MAXWELL AIR FORCE BASE, Ala. — As operational demands continue shifting across the joint force, Air University is adjusting how it prepares airmen and guardians for assignments shaped by emerging technology, joint planning and compressed decision timelines.
Chief Master Sgt. Raun Howell, command chief for Air University, said the university’s responsibility goes beyond developing airpower expertise. Future warfighters also have to understand how airpower fits into the broader joint fight and how decisions made across domains shape operations as a whole.
“We don’t fight wars in a vacuum anymore,” Howell said. “We need experts in airpower, but they need to see how it fits into the broader picture.”
As America’s Airpower University, Air University connects education, research, doctrine development and operational problem-solving efforts across the enterprise to support combatant commands, Headquarters Air Force and the Joint Staff. Howell said maintaining that connection to the operational force remains important as mission requirements and operational environments continue changing.
“We have a long history of creating and building and growing joint, strategic, air-minded warriors,” Howell said. “But as things continue to evolve, we need to build on our curriculum and never be satisfied where it’s at.”
Part of that effort includes increased focus on joint planning, regional studies, operational problem-solving and artificial intelligence.
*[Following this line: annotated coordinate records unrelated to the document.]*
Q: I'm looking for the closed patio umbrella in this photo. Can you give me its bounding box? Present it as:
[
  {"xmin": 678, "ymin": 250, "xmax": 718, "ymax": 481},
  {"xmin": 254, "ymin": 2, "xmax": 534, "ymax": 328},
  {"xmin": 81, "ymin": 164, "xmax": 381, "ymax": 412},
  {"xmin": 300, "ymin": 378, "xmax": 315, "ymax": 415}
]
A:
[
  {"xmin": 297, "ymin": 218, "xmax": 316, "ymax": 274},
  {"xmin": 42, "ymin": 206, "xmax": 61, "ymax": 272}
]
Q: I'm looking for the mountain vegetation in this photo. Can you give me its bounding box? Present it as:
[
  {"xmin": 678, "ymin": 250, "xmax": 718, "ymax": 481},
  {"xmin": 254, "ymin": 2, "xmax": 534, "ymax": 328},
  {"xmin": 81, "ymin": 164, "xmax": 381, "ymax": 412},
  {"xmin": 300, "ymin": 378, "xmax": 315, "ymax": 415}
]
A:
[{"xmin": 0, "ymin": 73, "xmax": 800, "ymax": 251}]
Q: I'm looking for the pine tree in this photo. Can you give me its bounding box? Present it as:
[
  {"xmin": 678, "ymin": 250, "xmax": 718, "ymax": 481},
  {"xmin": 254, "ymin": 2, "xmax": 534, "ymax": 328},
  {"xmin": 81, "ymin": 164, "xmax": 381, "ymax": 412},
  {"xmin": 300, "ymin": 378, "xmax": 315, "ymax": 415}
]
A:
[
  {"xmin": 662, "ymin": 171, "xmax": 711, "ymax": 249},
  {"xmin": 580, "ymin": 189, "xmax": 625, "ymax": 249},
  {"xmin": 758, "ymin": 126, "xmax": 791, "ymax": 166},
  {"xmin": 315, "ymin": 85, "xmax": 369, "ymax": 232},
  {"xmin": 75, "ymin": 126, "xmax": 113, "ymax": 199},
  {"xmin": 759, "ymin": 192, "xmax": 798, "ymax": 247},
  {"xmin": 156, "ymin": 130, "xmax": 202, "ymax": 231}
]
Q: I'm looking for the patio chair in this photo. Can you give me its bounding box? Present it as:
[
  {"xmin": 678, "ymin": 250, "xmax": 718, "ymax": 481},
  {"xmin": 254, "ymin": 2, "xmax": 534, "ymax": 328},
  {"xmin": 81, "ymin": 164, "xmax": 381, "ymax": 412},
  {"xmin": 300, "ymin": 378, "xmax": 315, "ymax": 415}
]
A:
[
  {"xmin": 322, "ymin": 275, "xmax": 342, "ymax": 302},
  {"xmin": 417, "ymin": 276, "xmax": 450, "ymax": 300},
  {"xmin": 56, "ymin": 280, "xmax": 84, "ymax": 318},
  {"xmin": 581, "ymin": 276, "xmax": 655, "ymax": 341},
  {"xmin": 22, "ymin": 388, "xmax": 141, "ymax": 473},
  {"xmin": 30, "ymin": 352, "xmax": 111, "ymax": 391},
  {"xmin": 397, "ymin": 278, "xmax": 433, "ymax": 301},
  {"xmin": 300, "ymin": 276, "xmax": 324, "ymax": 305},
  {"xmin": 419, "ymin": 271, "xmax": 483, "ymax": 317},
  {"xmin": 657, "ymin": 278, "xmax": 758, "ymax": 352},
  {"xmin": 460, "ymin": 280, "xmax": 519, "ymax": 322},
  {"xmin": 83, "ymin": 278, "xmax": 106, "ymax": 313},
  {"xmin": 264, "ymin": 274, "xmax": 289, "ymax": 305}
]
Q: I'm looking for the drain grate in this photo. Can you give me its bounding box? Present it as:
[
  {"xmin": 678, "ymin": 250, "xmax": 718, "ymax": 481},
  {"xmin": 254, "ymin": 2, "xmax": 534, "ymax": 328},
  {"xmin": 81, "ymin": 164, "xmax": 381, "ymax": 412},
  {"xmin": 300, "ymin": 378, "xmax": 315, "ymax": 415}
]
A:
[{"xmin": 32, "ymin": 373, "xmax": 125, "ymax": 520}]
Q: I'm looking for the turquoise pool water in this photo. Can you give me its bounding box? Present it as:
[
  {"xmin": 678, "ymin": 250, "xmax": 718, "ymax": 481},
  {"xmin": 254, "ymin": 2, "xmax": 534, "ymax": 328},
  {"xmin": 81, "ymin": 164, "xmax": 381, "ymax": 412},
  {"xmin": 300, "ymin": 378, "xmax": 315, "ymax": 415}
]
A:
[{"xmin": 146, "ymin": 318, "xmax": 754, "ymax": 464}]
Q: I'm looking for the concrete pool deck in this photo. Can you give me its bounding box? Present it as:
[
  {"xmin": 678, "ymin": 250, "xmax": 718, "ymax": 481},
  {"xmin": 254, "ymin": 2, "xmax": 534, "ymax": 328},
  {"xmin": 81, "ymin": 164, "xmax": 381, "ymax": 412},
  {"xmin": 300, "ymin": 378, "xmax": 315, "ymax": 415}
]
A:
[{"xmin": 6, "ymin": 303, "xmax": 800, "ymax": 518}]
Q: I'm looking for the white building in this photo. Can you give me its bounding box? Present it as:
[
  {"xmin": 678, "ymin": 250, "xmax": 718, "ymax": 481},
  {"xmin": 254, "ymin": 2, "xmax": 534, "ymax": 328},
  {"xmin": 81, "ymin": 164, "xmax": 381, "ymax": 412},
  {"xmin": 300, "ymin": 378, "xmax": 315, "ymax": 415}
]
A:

Howell said the goal is to better prepare students for the environments they’ll enter after graduation, whether they move into operational staffs, combatant commands or future leadership roles across the force.
“How do we ready them with the AI they are going to be using in that respect of war?” Howell said. “How do we get them immersed within that region they’re going to be assigned so they are ready from day one?”
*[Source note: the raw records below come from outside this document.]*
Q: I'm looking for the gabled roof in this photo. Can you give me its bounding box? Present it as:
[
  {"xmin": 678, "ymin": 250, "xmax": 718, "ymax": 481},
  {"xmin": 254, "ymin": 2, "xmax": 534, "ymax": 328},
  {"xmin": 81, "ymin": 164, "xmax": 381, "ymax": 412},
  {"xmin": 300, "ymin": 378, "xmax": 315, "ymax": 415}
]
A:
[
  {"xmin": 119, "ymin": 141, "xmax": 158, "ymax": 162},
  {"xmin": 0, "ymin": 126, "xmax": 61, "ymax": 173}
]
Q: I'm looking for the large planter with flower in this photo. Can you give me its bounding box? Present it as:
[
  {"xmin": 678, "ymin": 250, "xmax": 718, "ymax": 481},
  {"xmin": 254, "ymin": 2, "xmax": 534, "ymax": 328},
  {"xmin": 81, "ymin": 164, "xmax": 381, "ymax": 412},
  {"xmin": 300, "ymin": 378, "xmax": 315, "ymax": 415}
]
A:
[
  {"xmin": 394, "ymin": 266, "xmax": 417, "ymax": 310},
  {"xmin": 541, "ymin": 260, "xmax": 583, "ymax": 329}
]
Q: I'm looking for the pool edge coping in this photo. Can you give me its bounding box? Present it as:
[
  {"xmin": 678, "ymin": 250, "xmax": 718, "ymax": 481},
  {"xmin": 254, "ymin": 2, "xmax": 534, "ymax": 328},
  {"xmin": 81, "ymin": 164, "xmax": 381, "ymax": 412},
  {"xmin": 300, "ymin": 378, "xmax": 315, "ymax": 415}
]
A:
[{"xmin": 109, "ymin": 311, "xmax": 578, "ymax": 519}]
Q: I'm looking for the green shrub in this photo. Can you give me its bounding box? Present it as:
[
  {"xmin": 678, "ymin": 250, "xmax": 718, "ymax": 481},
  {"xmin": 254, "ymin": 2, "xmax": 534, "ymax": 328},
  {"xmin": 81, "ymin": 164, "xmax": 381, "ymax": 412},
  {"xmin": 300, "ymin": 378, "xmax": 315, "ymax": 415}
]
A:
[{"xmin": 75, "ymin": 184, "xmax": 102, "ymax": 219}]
At Squadron Officer School, curriculum updates now introduce captains to joint planning processes and joint warfighting concepts earlier in their careers. Howell said exposing officers to those concepts sooner allows them to build operational understanding over time instead of waiting until senior developmental education.
“What we found out is that we need our captains immersed in that now,” Howell said. “So that way they continue to build until they are at the strategic O-6 and O-7 levels.”
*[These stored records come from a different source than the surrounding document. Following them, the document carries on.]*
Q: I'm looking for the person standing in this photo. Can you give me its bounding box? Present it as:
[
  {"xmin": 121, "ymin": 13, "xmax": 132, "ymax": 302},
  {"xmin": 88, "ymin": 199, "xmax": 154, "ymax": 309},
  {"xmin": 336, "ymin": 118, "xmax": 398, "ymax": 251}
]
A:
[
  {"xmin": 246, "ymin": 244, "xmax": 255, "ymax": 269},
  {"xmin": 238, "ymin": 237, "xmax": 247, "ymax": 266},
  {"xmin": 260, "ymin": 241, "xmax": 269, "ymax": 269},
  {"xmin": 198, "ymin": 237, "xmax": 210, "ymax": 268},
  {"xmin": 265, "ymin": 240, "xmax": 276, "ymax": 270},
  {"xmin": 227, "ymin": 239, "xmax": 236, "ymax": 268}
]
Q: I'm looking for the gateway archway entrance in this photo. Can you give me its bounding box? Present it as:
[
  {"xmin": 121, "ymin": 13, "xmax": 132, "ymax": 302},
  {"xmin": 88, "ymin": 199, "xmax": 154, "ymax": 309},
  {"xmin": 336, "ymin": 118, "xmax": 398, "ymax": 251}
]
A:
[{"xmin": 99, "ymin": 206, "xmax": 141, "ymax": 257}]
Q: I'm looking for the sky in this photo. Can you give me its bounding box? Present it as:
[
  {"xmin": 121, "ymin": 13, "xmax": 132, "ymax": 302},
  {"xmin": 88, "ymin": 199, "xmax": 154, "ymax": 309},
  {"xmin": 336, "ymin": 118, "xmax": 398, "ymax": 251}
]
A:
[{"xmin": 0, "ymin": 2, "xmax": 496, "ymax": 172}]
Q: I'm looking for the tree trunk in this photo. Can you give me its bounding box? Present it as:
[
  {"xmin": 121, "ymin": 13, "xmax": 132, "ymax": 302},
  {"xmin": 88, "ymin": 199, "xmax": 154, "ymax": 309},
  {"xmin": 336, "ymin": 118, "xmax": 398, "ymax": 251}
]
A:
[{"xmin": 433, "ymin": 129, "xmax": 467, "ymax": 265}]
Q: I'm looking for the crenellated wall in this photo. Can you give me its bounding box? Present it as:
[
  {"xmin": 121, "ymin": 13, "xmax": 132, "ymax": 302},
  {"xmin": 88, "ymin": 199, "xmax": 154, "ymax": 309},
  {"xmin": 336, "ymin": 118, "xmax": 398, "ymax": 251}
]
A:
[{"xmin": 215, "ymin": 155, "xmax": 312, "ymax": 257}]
Howell also said Air University’s role extends beyond education and includes research connected to challenges facing the Air Force and joint force. Across the enterprise, faculty members, students and subordinate organizations are collaborating on efforts tied to operational requirements, emerging technologies and future force challenges.
“We are studying and researching and trying to solve the Air Force’s most challenging problems,” Howell said. “We should have a research team that is the research arm for the Air Force working on solving those problems.”
That collaboration includes connecting education, research, wargaming and doctrine development efforts across Air University instead of operating independently from one another. Howell said that approach helps different schools and organizations contribute to shared operational problem sets across the force.
“All of our different schools aren’t operating in stovepipes,” Howell said. “They are one Air University for the Air Force.”
Howell also said Air University has to continue adjusting educational methods as artificial intelligence and emerging technologies become more common across operational environments.
“We can’t operate out of a hardcopy textbook anymore when our adversaries are implementing AI at all levels,” Howell said. “We must modernize.”
For Howell, the mission is making sure future warfighters are prepared for the environments they’ll face long before they arrive in them.
“We need to continue to push forward, evolve and modernize because we owe that to the enterprise and we owe that to the nation,” Howell said.